The last public record of Daniels alive was at 2 p.m. Nov. 21, 2014. He was in a Rockville courtroom and in trouble.
The day after Valentine’s Day 2013, a woman with a developmental disability told Prince George’s County Police that Daniels sodomized her in his delivery van. He brought packages to her home, she said, and convinced her to go on a “date.”
They drove around, drinking and talking. Just before 11 p.m., the woman began to worry and had a panic attack.
Daniels pulled onto Game Preserve Road in Gaithersburg. She told police she thought he was going to reassure her. Instead, the woman said, he attacked her.
Detective Patrick McNerney, a senior Montgomery County homicide and sex crimes investigator, arrested Daniels on March 18 in Waldorf. Daniels waived his right to an attorney and talked with police.
He spent weeks in jail, held without bail. In April, Assistant Public Defender Alan Drew replaced his private lawyer. He applied for bail, writing that Daniels was married and owned a home in Waldorf.
He worked as a driver for a large delivery company and had no criminal record, except a misdemeanor sex assault charge in D.C. It was dropped.
The prosecutor wanted him kept in jail, saying the D.C. charge was assault with intent to rape. She called it a warning sign that Daniels used his job to pick victims.
A judge set bail at $100,000. Daniels’ wife put down a 10% deposit, and Smith’s Sureshot Bail Bonds posted a guarantee.
Daniels went through three lawyers, including one who defended him in D.C. The defense went after the victim, bringing in her school records and sexual history. Three judges oversaw the case.
Trial was set for February 2014, a year after the attack. Then the lawyers told the judge Daniels would plead guilty to second-degree assault and a fourth-degree sex offense.
The prosecutor agreed not to oppose a sentence without jail time or the possibility that Daniels could clear his record. The judge set sentencing for April.

Daniels, meanwhile, appeared to be coming apart.
Three years earlier, his mother lost the Prince George’s home where he grew up to foreclosure.
By the time of his final court appearance, Daniels was living with her in the same Temple Hills neighborhood. His wife was still at their Waldorf home.

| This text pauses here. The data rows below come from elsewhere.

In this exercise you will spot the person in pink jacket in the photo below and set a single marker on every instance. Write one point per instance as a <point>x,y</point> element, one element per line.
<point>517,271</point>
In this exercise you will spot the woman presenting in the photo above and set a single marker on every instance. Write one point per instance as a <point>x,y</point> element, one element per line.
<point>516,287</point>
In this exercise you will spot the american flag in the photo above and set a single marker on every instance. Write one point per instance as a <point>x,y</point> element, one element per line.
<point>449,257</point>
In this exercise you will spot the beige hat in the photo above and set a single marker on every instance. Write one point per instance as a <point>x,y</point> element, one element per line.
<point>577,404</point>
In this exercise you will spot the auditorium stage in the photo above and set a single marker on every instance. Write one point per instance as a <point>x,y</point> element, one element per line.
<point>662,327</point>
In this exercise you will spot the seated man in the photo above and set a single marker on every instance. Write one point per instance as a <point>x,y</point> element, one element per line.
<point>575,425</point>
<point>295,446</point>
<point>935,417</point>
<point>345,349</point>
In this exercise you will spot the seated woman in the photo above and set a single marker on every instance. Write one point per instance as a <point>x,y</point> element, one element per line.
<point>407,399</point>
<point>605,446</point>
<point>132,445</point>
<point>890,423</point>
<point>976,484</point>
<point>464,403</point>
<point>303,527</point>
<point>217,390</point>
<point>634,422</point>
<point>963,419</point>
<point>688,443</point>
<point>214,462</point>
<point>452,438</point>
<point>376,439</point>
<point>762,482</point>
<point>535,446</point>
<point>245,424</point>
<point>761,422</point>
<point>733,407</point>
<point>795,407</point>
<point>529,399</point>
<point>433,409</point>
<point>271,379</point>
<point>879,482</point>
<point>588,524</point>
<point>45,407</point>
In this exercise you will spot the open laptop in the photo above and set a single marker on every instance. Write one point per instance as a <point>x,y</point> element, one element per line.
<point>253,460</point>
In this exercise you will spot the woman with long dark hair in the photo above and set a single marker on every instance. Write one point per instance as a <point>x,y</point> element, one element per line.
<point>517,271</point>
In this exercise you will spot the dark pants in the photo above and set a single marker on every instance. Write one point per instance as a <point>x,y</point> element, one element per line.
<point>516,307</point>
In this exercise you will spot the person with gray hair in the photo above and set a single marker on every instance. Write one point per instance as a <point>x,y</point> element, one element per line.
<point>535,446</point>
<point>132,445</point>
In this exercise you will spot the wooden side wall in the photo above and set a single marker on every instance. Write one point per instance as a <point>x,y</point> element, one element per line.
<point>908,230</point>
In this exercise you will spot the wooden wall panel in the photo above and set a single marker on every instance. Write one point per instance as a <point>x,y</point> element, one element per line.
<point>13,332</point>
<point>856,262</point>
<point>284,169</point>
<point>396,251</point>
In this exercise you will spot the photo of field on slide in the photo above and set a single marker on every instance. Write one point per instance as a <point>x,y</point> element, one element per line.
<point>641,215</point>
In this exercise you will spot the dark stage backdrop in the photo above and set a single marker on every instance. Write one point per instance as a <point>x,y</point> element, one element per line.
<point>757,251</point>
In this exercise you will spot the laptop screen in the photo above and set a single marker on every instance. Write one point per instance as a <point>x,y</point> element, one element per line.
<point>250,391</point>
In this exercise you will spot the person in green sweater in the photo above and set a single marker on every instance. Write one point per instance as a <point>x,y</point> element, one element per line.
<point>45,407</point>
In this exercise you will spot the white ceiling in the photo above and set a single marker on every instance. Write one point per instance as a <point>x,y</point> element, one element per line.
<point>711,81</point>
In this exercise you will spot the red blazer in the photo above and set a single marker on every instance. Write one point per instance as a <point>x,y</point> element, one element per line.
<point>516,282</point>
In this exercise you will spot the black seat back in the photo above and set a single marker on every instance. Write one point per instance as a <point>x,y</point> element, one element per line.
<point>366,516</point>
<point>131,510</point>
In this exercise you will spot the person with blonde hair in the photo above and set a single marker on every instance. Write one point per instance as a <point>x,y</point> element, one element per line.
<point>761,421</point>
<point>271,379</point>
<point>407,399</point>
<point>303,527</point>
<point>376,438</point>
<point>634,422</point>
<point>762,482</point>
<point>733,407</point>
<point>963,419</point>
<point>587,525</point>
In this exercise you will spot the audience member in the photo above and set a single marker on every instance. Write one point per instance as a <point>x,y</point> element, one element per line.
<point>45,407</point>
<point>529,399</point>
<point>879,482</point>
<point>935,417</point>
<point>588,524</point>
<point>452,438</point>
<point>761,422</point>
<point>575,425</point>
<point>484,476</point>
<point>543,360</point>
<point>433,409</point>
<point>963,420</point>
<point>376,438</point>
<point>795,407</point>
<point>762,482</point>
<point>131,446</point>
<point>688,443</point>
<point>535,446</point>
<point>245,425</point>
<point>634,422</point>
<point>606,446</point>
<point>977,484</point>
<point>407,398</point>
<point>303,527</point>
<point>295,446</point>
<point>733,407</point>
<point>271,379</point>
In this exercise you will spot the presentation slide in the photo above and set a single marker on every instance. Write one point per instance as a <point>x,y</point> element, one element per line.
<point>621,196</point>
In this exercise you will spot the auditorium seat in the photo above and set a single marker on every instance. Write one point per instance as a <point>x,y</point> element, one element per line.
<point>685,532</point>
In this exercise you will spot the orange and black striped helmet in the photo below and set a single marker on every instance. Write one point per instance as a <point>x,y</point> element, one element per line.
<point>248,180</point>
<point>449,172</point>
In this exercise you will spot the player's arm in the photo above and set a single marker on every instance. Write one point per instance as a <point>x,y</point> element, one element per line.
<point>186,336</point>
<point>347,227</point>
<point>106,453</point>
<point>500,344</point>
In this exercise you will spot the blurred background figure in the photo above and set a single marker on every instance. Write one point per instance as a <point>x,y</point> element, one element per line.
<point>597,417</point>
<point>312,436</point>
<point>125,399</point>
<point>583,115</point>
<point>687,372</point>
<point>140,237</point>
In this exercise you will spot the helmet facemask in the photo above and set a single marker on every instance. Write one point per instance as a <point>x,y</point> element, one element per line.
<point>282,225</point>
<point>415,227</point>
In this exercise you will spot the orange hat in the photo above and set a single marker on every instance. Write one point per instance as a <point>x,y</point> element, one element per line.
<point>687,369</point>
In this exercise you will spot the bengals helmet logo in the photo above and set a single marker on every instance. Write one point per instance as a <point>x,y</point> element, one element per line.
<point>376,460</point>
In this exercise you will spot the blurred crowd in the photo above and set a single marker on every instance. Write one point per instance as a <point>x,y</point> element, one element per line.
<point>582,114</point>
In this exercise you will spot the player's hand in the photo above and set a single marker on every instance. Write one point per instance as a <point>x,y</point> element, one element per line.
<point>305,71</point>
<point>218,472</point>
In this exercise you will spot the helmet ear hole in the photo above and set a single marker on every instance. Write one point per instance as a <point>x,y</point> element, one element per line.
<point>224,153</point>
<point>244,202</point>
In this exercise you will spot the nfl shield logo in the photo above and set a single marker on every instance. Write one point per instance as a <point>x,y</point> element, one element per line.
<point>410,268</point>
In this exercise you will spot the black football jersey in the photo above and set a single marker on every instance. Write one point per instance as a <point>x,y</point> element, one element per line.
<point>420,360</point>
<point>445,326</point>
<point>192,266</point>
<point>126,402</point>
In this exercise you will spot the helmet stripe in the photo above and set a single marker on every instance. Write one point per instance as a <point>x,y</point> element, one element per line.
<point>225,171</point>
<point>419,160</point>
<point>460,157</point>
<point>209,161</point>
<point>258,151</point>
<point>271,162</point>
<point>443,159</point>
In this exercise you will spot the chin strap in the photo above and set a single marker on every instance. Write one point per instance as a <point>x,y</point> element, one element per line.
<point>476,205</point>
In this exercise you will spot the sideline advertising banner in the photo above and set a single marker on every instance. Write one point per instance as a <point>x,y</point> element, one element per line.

He was no longer delivering packages, losing $55,000 in annual income. Instead, he was driving a cab.
And sentencing kept getting postponed, first to July, then August and then October. Daniels asked for the delays, and so did prosecutors. The judge had a scheduling conflict.
On Nov. 21, Daniels appeared in court one last time, according to the case file, to ask for one more delay. Sentencing was set again for Dec. 14, 2014.
When Daniels didn’t show, the judge ordered him arrested.
Waldorf Silver Cab was already looking for him.
Daniels was driving for the company. On Oct. 20, he checked out a 2002 Honda Odyssey and never came back.
A manager called him for weeks but didn’t report the taxi as missing to the Charles County Sheriff’s Office until Dec. 8.
“Daniels failed to return the cab at the end of his shift at 1900 hours,” Deputy Paul Gilbert wrote in his report.
No one saw the cab again.
Until July 25. Baltimore Police divers training off Pier 4, next to the National Aquarium, found the minivan 22 feet down and hoisted it out.
Eleven years is a long time.
People skip out on charges all the time, leaving outstanding warrants in their wake. Why would anyone remember Daniels?

Those involved have taken new jobs, retired or died. Daniels’ wife changed her name. The cab company didn’t want to talk.
Smith forfeited the bond. There’s a $100,000 canceled check stapled to the case file. Her company closed, but she opened another before retiring.
Daniels wasn’t looking at prison, but registering as a sex offender was inevitable. Losing his job and the shift to a public defender hint at money problems.
Appearing in court that November day, perhaps driving to Rockville in a stolen cab, is hard to explain.
Did Daniels drive to Baltimore to take his own life? Or did someone else put him in the water?
Only one thing is clear.
The Chesapeake Bay, even in downtown Baltimore, gives up its secrets reluctantly.